Big Special Postindustrial Hometown Blues (So Recordings)
Appena parte l’opening track Black Country Gothic sembra subito di ascoltare una band a metà strada fra Sleaford Mods e Bruce Springsteen, sorretta da una spinta energetica fuori dall’ordinario e da una ritmica decisamente forsennata. Ma Postindustrial Hometown Blues è molto di più: un concentrato dell’attuale suono Brit e un cantato ora votato alla declamazione e allo spoken word, ora melodicamente radiofonico e accattivante. I Big Special sono Joe Hicklin (voce, chitarra) e Callum Moloney (batteria, voce), il duo arrivato al debut album dopo una lunga serie di singoli pubblicati nello stretto giro di 12 mesi.
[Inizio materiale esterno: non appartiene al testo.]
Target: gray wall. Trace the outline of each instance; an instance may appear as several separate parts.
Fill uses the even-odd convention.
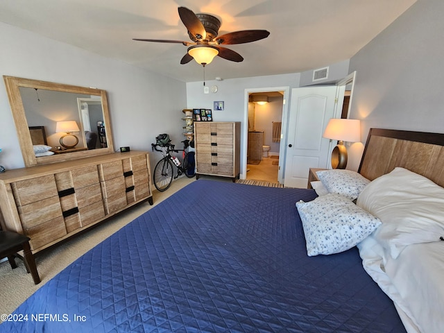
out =
[[[114,148],[151,151],[156,135],[182,139],[186,85],[181,81],[101,57],[0,23],[0,75],[107,91]],[[3,80],[2,80],[3,81]],[[4,85],[0,87],[0,165],[24,166]],[[153,164],[160,156],[151,154]]]
[[[443,0],[419,1],[350,59],[350,118],[362,119],[363,142],[373,127],[444,133],[443,13]]]

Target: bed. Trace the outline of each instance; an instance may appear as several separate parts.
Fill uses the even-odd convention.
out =
[[[362,175],[370,182],[407,167],[411,160],[397,156],[411,134],[372,130]],[[413,144],[432,148],[421,164],[443,158],[438,135],[438,143]],[[437,168],[422,170],[442,185]],[[396,298],[395,305],[386,281],[365,266],[367,248],[307,255],[310,210],[299,214],[296,203],[323,197],[314,189],[193,182],[49,281],[14,312],[22,320],[4,322],[0,332],[419,332],[414,314]],[[391,269],[411,269],[396,260]]]
[[[29,126],[28,128],[35,157],[53,155],[54,152],[51,151],[52,147],[48,146],[44,126]]]

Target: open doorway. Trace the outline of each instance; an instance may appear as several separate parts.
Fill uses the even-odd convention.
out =
[[[282,119],[287,114],[285,100],[289,89],[275,87],[246,91],[245,179],[280,182]]]

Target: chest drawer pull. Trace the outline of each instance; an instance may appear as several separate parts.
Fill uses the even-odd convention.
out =
[[[63,214],[63,217],[65,218],[70,216],[71,215],[74,215],[74,214],[77,214],[77,213],[78,213],[78,207],[74,207],[74,208],[71,208],[68,210],[65,210],[65,212],[62,212],[62,214]]]
[[[74,193],[76,193],[76,191],[74,190],[74,187],[70,187],[69,189],[63,189],[62,191],[58,191],[58,197],[59,198],[63,198],[64,196],[69,196],[70,194],[74,194]]]

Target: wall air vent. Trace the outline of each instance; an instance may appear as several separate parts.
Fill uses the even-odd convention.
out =
[[[320,68],[313,71],[313,80],[318,81],[328,78],[328,67]]]

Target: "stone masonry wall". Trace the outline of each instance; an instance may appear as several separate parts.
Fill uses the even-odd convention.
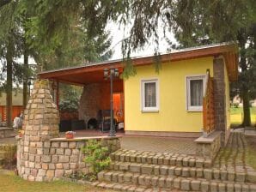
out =
[[[48,81],[35,82],[24,114],[24,135],[16,136],[18,174],[24,179],[52,181],[76,171],[89,171],[81,147],[90,139],[102,141],[110,152],[120,147],[118,137],[58,138],[58,111]]]
[[[83,87],[83,91],[79,102],[79,119],[83,119],[85,123],[90,118],[96,118],[101,110],[101,85],[98,83],[88,84]]]
[[[213,60],[214,74],[214,107],[215,107],[215,129],[222,132],[222,142],[226,144],[229,131],[227,130],[226,96],[224,80],[224,61],[222,57]]]

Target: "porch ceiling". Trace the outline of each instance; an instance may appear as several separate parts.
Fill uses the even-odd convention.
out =
[[[225,58],[229,80],[231,81],[236,81],[238,74],[237,47],[234,45],[218,44],[183,49],[171,53],[162,54],[161,55],[161,60],[162,63],[166,63],[204,57],[219,56],[223,56]],[[132,63],[134,66],[147,65],[153,63],[154,60],[154,56],[134,57],[132,58]],[[119,68],[120,73],[122,73],[124,66],[123,60],[119,59],[79,67],[45,71],[40,73],[38,75],[40,79],[49,79],[65,83],[84,85],[105,81],[103,76],[104,69]]]

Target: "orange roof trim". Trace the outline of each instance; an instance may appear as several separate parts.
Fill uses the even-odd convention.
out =
[[[218,44],[183,49],[161,55],[162,63],[180,61],[204,57],[222,56],[227,64],[229,77],[231,81],[238,76],[238,49],[235,45]],[[154,63],[154,56],[131,58],[135,66],[147,65]],[[70,84],[84,85],[104,81],[103,69],[125,67],[122,59],[87,64],[84,66],[60,69],[40,73],[39,78],[50,79]]]

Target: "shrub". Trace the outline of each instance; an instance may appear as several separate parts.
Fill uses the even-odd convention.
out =
[[[109,166],[109,150],[102,146],[101,141],[88,140],[83,152],[86,155],[84,161],[91,166],[94,176]]]

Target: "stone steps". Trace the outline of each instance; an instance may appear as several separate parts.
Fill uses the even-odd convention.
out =
[[[137,164],[128,162],[112,162],[110,170],[116,171],[147,174],[155,176],[174,176],[181,177],[197,177],[207,180],[220,179],[230,182],[255,182],[253,172],[228,171],[212,168],[179,167],[172,165],[158,165],[151,164]],[[252,173],[252,174],[251,174]]]
[[[113,161],[164,165],[174,166],[190,166],[198,168],[210,168],[212,161],[210,159],[196,158],[192,155],[170,153],[138,152],[135,150],[120,149],[110,155]]]
[[[113,171],[100,172],[98,174],[98,179],[100,181],[96,185],[98,187],[123,191],[153,191],[154,189],[162,189],[162,190],[170,191],[174,189],[185,191],[210,192],[256,191],[255,183],[235,183],[221,180],[207,181],[202,178],[152,176]],[[114,187],[115,185],[119,186]],[[138,190],[137,188],[141,189],[141,190]]]

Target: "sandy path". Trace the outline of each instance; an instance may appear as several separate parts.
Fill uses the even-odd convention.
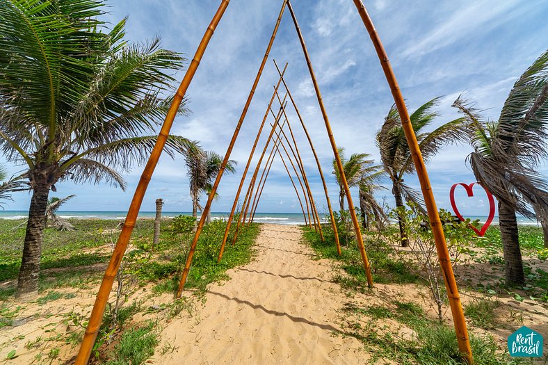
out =
[[[176,350],[157,364],[364,364],[369,355],[339,330],[344,295],[329,279],[327,261],[314,261],[298,227],[263,225],[252,263],[209,287],[192,318],[170,322],[164,341]],[[196,319],[198,316],[198,319]]]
Punk nell’animo, working class nell’inclinazione, i due inglesi hanno composto il disco per affrontare la frustrazione da lockdown e la situazione socio-culturale in cui vivono. Le quindici tracce sono un rincorrersi di riferimenti al recente passato sonoro britannico, in cui ciascuno può individuare band e frontman di riferimento, ma è proprio la spinta del risentimento e la potenza delle liriche a lanciare il disco oltre la barriera delle uscite convenzionali. Menzione di merito per Mongrel, il dirompente componimento poetico che apre una intensa riflessione sulla sanità mentale.

 

Les Savy Fav OUI, LSF (Frenchkiss)
Se seguite l’ambito del rock alternativo, senza dubbio ricorderete i Les Savy Fav, non solo per i loro dischi al fulmicotone ma soprattutto per le performance che hanno infiammato i palchi di mezzo mondo. Senza uscite discografiche da circa 14 anni, i newyorchesi guidati dal cantante Tim Harrington tornano con la dichiarazione d’intenti OUI, LSF, una raccolta che per energia sembra uscita dal garage di una band emergente. Il post-punk di questi 14 brani accoglie a piene mani i riferimenti all’emo statunitense di metà anni Novanta, le chitarre abrasive di certo hardcore e i cori accalorati da college radio. Più preciso nella produzione e forse lievemente più imbellettato nel suono complessivo, questo ritorno in studio è un esempio di reinvenzione e di attualizzazione, forse più accessibile e più diretta, ma comunque vibrante e divertente come ormai siamo stati abituati dal quintetto. La vera attesa, però, sarà quella sui palchi, dove la band risulta davvero imperdibile.